Mit verschwollenen Augen kam sie eine Stunde später vom Friedhof heim, ihr Rock war vom Knien ganz schmutzig. Albert und Otto wechselten verstehende Blicke und beluden schweigend den Wagen. Decken und Kissen wurden so gelegt, dass gleich bequeme Lager für die Kinder entstanden. Die Wäsche packte Wilhelmine in Bettbezüge. Spielzeuge, Spinnrad und Küchengeräte kamen in Kisten. Stall und Hof wurden noch einmal ordentlich gefegt, auch das Häuschen war sauber und bereit für neue Mieter. Niemand sollte ihnen nachsagen, sie wären liederliche Menschen gewesen.

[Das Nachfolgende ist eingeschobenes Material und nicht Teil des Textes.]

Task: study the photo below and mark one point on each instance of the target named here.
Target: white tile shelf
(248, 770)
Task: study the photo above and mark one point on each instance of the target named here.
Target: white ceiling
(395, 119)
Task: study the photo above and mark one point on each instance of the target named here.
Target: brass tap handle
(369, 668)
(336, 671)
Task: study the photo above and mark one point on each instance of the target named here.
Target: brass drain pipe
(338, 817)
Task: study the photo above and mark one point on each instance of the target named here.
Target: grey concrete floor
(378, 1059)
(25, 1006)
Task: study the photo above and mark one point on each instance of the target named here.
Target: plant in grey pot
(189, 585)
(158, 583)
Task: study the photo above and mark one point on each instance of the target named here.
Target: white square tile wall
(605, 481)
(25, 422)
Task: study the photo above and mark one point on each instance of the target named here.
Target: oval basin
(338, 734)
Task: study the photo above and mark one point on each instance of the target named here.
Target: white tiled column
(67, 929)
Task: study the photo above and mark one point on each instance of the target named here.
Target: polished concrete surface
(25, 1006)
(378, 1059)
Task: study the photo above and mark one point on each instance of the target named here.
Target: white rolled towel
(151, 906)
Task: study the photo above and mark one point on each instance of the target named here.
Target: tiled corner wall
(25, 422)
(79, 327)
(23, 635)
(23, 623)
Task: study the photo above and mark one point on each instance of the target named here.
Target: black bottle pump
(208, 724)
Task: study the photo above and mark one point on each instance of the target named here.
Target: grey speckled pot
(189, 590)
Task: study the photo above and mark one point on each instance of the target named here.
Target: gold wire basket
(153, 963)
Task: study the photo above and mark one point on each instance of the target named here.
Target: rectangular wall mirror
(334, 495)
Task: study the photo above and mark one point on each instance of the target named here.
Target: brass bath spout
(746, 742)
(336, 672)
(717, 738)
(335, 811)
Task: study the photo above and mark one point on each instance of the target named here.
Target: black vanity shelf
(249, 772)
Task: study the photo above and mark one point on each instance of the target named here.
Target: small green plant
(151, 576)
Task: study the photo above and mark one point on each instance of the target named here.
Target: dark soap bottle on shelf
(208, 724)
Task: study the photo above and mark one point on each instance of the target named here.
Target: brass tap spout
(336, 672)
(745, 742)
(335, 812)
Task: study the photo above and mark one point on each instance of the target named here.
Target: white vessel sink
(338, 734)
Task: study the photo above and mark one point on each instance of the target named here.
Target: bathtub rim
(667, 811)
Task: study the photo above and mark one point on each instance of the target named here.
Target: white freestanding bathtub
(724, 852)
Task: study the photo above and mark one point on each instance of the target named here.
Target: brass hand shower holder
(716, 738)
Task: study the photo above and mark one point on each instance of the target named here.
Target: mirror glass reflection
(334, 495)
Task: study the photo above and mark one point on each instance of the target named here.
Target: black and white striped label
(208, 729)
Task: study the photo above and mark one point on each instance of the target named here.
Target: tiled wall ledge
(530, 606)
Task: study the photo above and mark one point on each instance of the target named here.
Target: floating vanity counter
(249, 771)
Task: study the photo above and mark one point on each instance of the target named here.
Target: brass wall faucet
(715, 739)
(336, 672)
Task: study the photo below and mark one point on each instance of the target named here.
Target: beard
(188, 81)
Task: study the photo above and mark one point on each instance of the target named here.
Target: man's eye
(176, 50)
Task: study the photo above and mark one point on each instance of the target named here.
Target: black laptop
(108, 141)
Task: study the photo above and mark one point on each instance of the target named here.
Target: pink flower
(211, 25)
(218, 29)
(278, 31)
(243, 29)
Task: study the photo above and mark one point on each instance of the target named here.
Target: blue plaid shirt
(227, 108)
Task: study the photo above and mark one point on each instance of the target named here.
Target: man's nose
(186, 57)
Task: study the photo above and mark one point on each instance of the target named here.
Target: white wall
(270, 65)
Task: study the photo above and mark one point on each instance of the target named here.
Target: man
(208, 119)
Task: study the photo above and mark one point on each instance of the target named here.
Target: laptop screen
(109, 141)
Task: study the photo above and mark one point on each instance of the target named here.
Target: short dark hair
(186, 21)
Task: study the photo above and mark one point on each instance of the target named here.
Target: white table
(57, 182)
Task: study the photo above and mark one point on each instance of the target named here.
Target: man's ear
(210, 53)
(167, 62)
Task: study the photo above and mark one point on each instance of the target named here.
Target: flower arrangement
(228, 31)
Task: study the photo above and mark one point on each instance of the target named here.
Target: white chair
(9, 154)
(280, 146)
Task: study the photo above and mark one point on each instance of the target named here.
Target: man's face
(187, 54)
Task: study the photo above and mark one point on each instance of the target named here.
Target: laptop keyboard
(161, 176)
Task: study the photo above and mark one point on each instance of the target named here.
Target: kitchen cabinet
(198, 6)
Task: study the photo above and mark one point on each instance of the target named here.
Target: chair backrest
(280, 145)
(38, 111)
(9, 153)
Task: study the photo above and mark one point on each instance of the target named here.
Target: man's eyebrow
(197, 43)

Als sie am Morgen des 1. April 1906 aus ihren provisorischen Betten stiegen, waren alle sehr aufgeregt. Heute ging es los! Die Kleinen wurden warm eingepackt und in den Wagen gesetzt. Die Pferde mussten noch einmal getränkt werden. Derweil ging Emilie ein letztes Mal durch die Räume des Häuschens, in dem sie ihre Kindheit verbracht hatte.

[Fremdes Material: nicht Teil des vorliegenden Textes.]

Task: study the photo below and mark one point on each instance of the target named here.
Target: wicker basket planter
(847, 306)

Dass die nun vorbei war, ahnte sie bereits. Die Mutter war in den letzten Wochen so niedergeschlagen und bedrückt gewesen wie kurz nach dem Tod des Vaters im vergangenen Herbst. Hing das mit dem Brief zusammen? In einem unbewachten Moment hatte ihn Emilie heimlich hervorgeholt und gelesen. Alles verstand sie nicht, aber das Wort ‚Pflegefamilien‘ machte ihr doch zu schaffen. Emilie war noch zu sehr ein Kind, als dass sie ernsthaft daran glaubte, ihre Mutter würde eines Tages nicht mehr für sie da sein. Wenn sie bei fremden Leuten wohnen müsste, dann doch höchstens ein paar Wochen oder Monate! Außerdem könnte sie die Mutter sicherlich jeden Tag besuchen, weil sie bestimmt ganz in der Nähe wohnen würde. Große Sorgen machte sich das Mädchen also nicht. Trotzdem hielt sie ein seltsames Gefühl im Bauch davon ab, die Mutter direkt zu fragen.